Feeling that I couldn’t have stood another minute of him and his “arrangements,” I walked quickly out of the room and down the passage.

Round a corner, I heard the voice of our office mimic, who had slipped out on some pretext, in full flow of narrating to one of the telephone girls the amazing news that I know was being buzzed all over the Near Oriental offices.

—“but, my dear, the little Trant gives out she’s madly in love with him! She says”—here a most successful imitation of my own voice—“‘Whatever else I may be doing, I am NOT marrying him for his money!’”

“P’raps it’s for his kind heart and his charm of manner, I don’t think,” suggested the telephone girl. “Or his good looks, eh?”

“Nothing actually the matter with his looks, my girl. Anyhow, he does always look as if he went in for no end of cold water, and week-end tramps, and golf, and the windows wide open, and decent soap—cuticura, I’ve smelt it,” said Miss Robinson. “And as if he could heave things—which nobody else does, in this establishment. And if you can get over the general effect of ‘the stern-and-solemn-Nelson’s column——’”

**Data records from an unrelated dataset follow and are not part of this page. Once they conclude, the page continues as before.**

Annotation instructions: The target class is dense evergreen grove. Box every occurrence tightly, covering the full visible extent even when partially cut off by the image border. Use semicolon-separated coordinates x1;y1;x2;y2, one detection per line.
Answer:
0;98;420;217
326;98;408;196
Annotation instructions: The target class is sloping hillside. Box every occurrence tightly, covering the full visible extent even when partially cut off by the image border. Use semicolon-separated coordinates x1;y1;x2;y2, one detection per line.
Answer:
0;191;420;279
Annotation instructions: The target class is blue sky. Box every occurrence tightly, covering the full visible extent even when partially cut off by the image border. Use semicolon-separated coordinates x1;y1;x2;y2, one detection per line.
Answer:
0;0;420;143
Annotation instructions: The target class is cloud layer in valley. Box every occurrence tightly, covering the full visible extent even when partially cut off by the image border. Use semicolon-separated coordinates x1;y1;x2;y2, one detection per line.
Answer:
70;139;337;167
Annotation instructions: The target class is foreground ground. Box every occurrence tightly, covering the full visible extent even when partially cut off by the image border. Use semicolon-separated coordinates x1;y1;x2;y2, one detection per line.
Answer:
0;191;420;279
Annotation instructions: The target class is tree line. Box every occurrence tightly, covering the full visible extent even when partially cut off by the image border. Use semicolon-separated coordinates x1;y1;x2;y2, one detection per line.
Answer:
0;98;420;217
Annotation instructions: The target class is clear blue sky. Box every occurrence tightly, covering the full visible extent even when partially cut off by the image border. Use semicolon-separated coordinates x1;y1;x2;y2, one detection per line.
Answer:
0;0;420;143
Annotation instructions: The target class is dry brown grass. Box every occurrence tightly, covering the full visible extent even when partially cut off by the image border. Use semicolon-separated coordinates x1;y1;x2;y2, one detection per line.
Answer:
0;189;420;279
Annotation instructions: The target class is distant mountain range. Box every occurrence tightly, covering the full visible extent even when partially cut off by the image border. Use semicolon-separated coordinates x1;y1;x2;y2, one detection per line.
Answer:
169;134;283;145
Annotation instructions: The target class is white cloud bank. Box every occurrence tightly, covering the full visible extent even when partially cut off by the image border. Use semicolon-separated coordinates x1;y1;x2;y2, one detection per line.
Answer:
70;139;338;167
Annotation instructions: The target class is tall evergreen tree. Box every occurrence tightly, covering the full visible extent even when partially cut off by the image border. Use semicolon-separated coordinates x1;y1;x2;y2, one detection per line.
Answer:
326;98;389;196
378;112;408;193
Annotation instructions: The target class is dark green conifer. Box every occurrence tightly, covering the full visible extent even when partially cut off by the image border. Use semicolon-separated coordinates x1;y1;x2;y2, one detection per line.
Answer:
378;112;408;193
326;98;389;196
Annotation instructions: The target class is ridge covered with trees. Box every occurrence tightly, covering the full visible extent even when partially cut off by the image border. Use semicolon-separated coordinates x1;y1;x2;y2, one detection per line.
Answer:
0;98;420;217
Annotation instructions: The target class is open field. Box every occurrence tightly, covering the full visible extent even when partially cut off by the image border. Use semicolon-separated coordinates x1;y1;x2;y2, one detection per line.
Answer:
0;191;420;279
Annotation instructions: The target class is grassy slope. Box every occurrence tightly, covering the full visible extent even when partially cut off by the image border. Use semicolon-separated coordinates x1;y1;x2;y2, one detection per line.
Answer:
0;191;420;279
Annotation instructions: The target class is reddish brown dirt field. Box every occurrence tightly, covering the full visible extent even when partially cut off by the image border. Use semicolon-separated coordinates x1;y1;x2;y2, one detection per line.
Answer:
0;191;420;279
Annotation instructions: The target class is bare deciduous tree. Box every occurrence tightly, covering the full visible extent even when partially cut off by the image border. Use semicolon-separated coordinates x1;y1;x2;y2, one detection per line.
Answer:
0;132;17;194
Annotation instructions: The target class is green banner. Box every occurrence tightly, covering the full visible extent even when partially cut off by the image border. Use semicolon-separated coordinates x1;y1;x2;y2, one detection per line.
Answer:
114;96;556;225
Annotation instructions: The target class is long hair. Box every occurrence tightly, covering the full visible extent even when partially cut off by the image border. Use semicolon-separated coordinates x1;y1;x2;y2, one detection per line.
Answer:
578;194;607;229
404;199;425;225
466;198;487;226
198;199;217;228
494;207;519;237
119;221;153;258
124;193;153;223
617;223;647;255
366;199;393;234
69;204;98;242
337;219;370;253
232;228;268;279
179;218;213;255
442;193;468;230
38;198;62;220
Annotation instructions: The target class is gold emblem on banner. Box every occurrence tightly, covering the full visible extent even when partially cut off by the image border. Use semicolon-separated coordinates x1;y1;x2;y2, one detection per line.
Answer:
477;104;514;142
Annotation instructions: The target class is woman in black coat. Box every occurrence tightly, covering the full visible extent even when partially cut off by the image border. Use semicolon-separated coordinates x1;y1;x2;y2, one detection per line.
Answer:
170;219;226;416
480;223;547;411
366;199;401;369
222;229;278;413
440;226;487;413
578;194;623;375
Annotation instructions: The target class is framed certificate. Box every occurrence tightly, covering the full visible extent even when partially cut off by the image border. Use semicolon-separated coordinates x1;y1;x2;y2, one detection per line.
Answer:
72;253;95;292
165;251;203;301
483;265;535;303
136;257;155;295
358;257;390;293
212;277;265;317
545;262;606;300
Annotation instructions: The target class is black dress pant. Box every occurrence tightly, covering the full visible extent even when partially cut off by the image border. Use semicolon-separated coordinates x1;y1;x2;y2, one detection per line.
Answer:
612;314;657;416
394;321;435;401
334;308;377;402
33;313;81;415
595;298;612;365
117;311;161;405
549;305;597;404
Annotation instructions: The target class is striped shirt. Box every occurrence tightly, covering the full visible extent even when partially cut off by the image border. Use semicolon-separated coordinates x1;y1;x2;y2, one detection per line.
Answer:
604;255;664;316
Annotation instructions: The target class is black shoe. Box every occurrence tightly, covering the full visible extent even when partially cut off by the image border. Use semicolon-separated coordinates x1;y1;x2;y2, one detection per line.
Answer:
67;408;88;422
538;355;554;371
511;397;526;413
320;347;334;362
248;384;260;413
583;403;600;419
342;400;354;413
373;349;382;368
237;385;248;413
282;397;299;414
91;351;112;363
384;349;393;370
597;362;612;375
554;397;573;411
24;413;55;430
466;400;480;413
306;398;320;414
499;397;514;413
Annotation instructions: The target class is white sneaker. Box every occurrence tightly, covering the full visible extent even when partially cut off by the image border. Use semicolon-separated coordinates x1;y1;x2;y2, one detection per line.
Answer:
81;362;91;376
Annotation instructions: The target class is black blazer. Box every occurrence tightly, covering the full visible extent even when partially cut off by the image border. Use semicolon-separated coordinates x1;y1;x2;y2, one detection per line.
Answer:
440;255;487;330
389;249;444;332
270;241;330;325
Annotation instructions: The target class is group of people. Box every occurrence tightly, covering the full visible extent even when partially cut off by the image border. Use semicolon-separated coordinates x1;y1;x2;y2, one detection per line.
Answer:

“Well, I can’t. But she’s quite pretty if she’d only make a little more of herself; p’raps she will now,” said the telephone girl, who wears long coral drop-earrings and pins brown-paper cuffs over her sleeves in business-hours. “What on earth do you suppose he said when he proposed to her?”

“‘Now, Miss Trant, when you have taken down that Buenos Ayres order, there is something I have to consult you about personally. Now, Miss Trant, are you prepared to consider——’”

It was so exactly our employer’s voice that I, standing there unnoticed, burst out laughing. The girls, caught out, laughed too.